Strong wage gains are helping to propel consumer spending, which rose in October, leading economists to believe the expected recession next year will be short and shallow. But there are some emerging signs of weakness in the labor market.
And domestic workers decreased by 138,000 jobs, which is the second consecutive monthly decline. Although household employment tends to be more volatile because it is drawn from a smaller sample compared to nonfarm payrolls, economists said the difference between these two measures was important to watch.
said Sofia Korubekej, chief economist at Moody’s Analytics in West Chester, Pennsylvania.
Others, however, argued that non-farm payrolls were a better measure and predicted that domestic workers would converge with payrolls.

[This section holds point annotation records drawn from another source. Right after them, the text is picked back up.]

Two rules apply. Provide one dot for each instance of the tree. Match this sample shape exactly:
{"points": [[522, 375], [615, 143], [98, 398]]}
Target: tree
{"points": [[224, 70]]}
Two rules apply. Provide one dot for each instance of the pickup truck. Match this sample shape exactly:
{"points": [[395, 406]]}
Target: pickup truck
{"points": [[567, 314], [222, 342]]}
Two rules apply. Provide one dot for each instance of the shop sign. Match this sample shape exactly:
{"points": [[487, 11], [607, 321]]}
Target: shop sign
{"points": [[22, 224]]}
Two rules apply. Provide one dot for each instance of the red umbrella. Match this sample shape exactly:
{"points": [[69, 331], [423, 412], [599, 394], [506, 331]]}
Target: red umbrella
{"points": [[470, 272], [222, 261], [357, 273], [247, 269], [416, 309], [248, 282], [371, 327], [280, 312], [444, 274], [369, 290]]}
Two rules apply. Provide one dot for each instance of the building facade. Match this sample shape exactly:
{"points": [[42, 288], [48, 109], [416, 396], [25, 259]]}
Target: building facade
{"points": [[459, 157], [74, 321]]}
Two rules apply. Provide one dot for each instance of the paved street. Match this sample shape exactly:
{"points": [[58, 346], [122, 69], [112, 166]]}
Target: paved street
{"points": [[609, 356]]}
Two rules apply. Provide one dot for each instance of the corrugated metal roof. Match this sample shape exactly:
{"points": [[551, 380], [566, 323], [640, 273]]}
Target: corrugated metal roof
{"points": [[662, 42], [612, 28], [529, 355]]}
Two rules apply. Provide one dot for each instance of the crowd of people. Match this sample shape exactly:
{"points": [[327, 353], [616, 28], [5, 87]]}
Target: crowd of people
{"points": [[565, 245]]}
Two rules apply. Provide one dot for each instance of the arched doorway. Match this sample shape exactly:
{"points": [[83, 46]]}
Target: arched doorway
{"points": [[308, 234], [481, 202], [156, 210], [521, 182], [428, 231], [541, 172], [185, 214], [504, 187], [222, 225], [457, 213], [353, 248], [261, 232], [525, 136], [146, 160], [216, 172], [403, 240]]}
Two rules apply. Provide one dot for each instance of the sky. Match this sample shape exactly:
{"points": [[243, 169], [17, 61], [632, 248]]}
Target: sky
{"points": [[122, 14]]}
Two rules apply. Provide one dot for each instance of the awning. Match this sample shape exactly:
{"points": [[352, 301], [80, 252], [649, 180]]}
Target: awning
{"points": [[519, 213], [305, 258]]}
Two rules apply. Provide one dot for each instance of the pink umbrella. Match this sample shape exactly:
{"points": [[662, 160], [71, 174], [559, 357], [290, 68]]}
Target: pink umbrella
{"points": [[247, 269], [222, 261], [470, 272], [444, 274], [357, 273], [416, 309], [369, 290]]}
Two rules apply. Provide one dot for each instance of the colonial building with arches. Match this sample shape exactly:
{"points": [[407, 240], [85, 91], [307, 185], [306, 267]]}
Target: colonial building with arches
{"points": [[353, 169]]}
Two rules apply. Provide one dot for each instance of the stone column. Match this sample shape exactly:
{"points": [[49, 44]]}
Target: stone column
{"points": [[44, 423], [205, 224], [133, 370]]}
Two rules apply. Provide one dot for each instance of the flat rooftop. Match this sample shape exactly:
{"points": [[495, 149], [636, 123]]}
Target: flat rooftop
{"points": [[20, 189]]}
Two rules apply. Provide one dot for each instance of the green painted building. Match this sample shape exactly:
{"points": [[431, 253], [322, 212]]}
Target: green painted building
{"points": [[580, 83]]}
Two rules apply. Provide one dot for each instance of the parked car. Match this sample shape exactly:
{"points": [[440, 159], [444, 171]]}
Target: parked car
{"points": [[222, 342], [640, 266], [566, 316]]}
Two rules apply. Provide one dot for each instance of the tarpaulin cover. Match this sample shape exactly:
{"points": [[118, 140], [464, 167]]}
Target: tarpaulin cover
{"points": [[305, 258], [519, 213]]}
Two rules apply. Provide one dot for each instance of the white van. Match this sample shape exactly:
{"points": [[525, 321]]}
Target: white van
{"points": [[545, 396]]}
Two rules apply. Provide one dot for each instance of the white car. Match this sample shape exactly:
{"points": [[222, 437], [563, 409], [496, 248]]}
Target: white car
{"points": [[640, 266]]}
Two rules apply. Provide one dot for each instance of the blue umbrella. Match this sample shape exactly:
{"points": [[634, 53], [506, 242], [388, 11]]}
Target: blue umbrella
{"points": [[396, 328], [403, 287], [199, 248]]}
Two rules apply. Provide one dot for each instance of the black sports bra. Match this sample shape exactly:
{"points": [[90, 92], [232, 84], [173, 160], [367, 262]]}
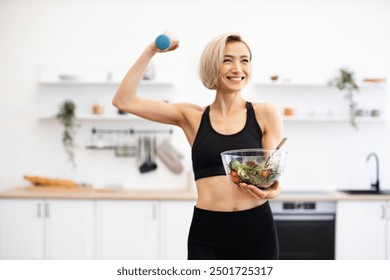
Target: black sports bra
{"points": [[209, 144]]}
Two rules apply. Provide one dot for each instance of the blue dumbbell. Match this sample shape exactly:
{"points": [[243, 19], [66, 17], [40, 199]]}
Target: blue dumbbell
{"points": [[163, 42]]}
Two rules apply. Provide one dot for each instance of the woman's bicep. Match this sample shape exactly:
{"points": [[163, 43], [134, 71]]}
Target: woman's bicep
{"points": [[273, 128], [154, 110]]}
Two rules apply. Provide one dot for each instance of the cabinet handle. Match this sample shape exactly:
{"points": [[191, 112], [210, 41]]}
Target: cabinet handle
{"points": [[154, 212], [388, 211], [47, 210], [383, 212], [39, 207]]}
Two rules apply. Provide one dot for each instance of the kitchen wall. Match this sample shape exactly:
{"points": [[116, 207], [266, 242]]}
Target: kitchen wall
{"points": [[304, 40]]}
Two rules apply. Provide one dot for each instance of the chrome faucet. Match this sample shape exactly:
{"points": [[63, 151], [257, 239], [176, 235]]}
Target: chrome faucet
{"points": [[375, 186]]}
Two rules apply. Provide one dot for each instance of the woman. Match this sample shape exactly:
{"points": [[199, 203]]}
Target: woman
{"points": [[229, 221]]}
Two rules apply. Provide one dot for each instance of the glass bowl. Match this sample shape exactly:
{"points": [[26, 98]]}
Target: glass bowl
{"points": [[258, 167]]}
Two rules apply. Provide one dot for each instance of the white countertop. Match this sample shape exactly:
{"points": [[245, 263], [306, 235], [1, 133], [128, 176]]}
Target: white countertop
{"points": [[130, 194]]}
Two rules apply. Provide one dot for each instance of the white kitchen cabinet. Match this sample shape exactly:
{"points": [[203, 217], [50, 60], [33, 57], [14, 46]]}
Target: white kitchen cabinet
{"points": [[363, 230], [21, 229], [46, 229], [176, 217], [127, 229]]}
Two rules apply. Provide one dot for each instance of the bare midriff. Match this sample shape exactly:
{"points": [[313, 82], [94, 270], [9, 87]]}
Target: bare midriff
{"points": [[218, 193]]}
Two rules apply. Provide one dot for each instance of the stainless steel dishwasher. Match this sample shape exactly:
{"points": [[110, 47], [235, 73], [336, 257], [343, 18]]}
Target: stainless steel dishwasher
{"points": [[306, 229]]}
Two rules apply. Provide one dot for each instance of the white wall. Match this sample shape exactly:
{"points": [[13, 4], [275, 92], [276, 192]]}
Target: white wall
{"points": [[294, 38]]}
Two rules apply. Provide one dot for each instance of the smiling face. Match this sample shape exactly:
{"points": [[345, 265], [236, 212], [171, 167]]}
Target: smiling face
{"points": [[235, 70]]}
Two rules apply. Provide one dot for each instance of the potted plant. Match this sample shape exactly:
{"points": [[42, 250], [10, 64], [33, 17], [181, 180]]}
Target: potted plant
{"points": [[67, 117], [345, 81]]}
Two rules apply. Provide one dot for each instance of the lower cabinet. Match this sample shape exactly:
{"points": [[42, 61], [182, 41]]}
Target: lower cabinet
{"points": [[94, 229], [363, 230], [176, 217], [127, 229], [46, 229]]}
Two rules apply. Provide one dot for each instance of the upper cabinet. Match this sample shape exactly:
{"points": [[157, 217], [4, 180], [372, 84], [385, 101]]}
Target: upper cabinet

The participation rate, or the share of working-age Americans who have a job or are looking for a job, fell to 62.1% from 62.2% in October. Some of the decline in domestic workers and participation was likely due to illness, with 1.6 million people saying they missed work because they were sick, up 265,000 from October.
The participation rate has decreased for Americans age 55 and older, possibly reflecting retirements. The employment-to-population ratio fell to 59.9% from 60.0% in October.